Deep learning has shown promising results in medical image analysis, however, the lack of very large annotated datasets confines its full potential. Although transfer learning with ImageNet pre-trained classification models can alleviate the problem, constrained image sizes and model complexities can lead to unnecessary increase in computational cost and decrease in performance. As many common morphological features are usually shared by different classification tasks of an organ, it is greatly beneficial if we can extract such features to improve classification with limited samples. Therefore, inspired by the idea of curriculum learning, we propose a strategy for building medical image classifiers using features from segmentation networks.
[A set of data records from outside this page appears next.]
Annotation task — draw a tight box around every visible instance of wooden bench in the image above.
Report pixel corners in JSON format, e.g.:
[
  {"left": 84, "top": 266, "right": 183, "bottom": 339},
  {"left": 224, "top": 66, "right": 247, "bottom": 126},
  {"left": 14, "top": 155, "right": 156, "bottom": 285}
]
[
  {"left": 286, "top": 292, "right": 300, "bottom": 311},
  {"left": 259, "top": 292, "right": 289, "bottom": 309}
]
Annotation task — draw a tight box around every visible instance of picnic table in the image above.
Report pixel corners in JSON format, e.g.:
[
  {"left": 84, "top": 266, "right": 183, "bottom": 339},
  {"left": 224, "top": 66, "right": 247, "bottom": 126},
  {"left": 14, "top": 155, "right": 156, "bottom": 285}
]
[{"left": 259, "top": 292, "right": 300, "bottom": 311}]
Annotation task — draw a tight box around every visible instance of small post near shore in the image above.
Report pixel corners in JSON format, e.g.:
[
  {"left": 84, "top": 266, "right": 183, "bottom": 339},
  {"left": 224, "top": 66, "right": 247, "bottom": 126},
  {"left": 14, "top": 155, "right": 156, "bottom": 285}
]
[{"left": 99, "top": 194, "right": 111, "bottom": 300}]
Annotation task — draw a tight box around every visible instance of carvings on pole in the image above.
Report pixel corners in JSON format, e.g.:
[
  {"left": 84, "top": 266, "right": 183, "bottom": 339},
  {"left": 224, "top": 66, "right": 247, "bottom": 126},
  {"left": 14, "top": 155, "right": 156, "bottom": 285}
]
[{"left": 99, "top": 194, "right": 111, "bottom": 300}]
By using a segmentation network pre-trained on similar data as the classification task, the machine can first learn the simpler shape and structural concepts before tackling the actual classification problem which usually involves more complicated concepts. Using our proposed framework on a 3D three-class brain tumor type classification problem, we achieved 82% accuracy on 191 testing samples with 91 training samples. When applying to a 2D nine-class cardiac semantic level classification problem, we achieved 86% accuracy on 263 testing samples with 108 training samples. Comparisons with ImageNet pre-trained classifiers and classifiers trained from scratch are presented.